Malignant Pleural Effusions: Management Options

David J. McCracken, MRCP; Jose M. Porcel, MD; Najib M. Rahman, DPhil

Disclosures

Semin Respir Crit Care Med. 2018;39(6):704-712. 

In This Article

Health Care Burden and Cost Considerations

It has been estimated that per-patient costs associated with pleurodesis and the accompanying inpatient stay are approximately £1320. This results in an approximate cost of £33 million per year in the United Kingdom alone based on an estimate of the number of procedures performed.[23]

One of the significant benefits of IPCs is the initial reduction in time spent in hospital at the time of the procedure. The TIME2 trial confirmed this finding which has advantageous consequences for patients with limited life expectancy, but also may result in advantages for hospital services under pressure by reducing bed occupancy. The TIME2 trial also found that IPCs reduced the number of subsequent pleural procedures required. These findings led to the hypothesis that IPCs may offer cost advantages over traditional pleurodesis.[8]

Thomas et al published the AMPLE study in 2017 as a follow on study from TIME2. This was a randomized controlled trial designed to investigate the impact of IPC versus pleurodesis in MPE, specifically focusing on inpatient days with the primary end point set as the total number of days spent as an inpatient up to 12 months or death. This end point was chosen as an appropriate patient-centered outcome given that reducing inpatient stays in patients with limited prognosis is a valuable objective. Inpatient bed days may also be used to consider the financial impact and organizational or structural implications within the health care system. Even so, the trial was only designed to record those whose inpatient stay crossed midnight and consequently did not take into account patients undergoing day procedures and, therefore, may have underestimated the amount of time spent in hospital by those with known poor median survival.

This study demonstrated that there was a statistically significant reduction in the number of inpatient days in patients managed with an IPC when compared with those receiving standard traditional care of a drain and talc pleurodesis. During trial development, an arbitrary clinically significant difference of 5 days was selected. The median difference of 2 days between the two groups failed to meet this cut off.

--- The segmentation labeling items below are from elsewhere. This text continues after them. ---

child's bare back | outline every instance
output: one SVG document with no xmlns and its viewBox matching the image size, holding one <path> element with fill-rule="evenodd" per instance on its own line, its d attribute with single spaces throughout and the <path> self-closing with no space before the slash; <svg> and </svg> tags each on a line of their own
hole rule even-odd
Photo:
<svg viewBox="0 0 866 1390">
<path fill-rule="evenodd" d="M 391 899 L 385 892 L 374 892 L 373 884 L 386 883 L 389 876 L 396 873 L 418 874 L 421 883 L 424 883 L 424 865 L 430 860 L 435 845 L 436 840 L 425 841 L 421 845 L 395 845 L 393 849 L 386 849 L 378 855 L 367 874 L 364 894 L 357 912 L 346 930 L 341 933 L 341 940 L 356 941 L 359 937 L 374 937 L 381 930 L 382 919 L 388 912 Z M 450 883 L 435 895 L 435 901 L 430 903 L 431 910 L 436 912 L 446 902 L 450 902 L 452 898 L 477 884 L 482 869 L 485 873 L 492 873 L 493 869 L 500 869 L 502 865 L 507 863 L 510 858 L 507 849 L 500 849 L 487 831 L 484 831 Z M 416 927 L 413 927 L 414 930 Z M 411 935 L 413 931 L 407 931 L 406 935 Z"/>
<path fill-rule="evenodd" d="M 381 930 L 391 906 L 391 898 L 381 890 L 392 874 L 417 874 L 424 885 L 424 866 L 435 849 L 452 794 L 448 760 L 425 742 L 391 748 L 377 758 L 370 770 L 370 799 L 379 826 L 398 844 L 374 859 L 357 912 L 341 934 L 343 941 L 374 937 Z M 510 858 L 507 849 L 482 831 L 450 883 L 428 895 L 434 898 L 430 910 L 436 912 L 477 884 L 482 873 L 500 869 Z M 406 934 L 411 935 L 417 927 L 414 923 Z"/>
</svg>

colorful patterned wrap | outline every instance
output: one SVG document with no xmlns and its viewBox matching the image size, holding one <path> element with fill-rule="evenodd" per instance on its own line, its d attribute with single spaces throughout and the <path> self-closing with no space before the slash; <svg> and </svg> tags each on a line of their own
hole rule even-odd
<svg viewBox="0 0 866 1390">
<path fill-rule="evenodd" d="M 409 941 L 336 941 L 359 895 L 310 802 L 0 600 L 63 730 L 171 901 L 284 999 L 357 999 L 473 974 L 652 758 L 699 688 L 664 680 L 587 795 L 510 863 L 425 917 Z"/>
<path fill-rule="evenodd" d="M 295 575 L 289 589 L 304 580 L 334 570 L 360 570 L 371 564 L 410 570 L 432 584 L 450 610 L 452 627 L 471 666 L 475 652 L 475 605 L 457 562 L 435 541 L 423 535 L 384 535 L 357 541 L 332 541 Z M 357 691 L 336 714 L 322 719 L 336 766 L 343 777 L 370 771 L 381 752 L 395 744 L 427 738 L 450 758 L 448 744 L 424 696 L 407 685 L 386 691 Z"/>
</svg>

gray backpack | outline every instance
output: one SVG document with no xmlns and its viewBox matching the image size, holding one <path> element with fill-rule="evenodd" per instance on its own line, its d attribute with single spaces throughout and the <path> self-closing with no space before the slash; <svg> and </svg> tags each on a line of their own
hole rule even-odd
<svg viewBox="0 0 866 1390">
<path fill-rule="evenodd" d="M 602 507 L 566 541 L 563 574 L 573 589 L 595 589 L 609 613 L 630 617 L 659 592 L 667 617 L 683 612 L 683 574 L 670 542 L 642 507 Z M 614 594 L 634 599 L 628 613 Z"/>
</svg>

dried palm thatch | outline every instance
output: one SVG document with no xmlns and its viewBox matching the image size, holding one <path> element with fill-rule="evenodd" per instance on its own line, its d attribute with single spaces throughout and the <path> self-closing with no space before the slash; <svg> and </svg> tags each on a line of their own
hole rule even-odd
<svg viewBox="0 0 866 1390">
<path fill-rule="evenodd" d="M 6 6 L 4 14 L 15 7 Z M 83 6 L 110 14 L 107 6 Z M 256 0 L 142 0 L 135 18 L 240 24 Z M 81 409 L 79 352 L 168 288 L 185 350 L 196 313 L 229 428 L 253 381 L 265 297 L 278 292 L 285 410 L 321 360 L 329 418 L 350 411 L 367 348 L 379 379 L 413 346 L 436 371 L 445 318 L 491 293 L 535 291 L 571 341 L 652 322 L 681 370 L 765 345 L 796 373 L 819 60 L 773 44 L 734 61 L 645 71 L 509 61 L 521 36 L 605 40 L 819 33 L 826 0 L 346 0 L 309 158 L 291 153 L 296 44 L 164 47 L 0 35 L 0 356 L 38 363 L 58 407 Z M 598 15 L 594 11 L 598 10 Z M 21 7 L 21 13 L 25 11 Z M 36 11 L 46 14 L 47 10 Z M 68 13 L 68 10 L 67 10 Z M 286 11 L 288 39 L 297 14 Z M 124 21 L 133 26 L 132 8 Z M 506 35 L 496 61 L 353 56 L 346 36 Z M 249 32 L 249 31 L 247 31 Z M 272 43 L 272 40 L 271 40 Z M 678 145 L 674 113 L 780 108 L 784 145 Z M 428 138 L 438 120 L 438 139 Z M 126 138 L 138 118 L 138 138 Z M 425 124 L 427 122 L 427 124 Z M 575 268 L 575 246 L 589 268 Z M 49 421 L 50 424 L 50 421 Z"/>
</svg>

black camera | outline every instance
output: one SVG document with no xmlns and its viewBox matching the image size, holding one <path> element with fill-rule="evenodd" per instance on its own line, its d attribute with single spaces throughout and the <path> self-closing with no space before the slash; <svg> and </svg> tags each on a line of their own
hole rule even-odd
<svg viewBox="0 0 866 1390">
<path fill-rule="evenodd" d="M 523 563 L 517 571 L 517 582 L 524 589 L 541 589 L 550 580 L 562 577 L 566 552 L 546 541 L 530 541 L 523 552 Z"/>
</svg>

This study, therefore, demonstrated that there was a considerable requirement for inpatient management in MPE in both the IPC and pleurodesis groups. Combined figures showed median stays of 10 days and a mean of 14.5. IPC patients had a median of 10 inpatient days and a mean of 12.7 when compared with 12 and 16.3 for the talc pleurodesis group. There was also no statistically significant difference between the numbers of inpatient days in each group once the admission for initial management was excluded. Despite statistically significant reductions in inpatient bed days in the IPC group, these data question the perception of IPCs as providing a true ambulatory management option given the high number of inpatient bed days in both groups and the lack of clinical significance demonstrated. Results may also be confounded further by not accounting for day case admissions as days spent in hospital.[9]

The authors suggest that health economic analysis was not carried out due to a worldwide variance in equipment, procedural, and inpatient costs. Still, it has been possible to perform cost analysis on the comprehensive TIME2 dataset. Overall, this showed no significant difference in cost between the IPC and talc pleurodesis groups, although this was performed prior to the publication of ASAP or IPC-PLUS. A higher initial cost was incurred in the pleurodesis group due to a longer initial inpatient hospital stay, but regular IPC drainage led to significantly higher ongoing costs. Subsequent further analysis suggested that IPCs were a less costly alternative in patients with limited survival. IPC cost effectiveness is therefore influenced by patient longevity and autopleurodesis rates which are now known to be modifiable via increased frequency of drainage or outpatient talc instillation. It was suggested that in a patient population with a median survival of 6 months, both treatment options are similarly cost effective. Within a health economic context, talc pleurodesis would appear to be superior if median patient survival is extended to 12 months.[29]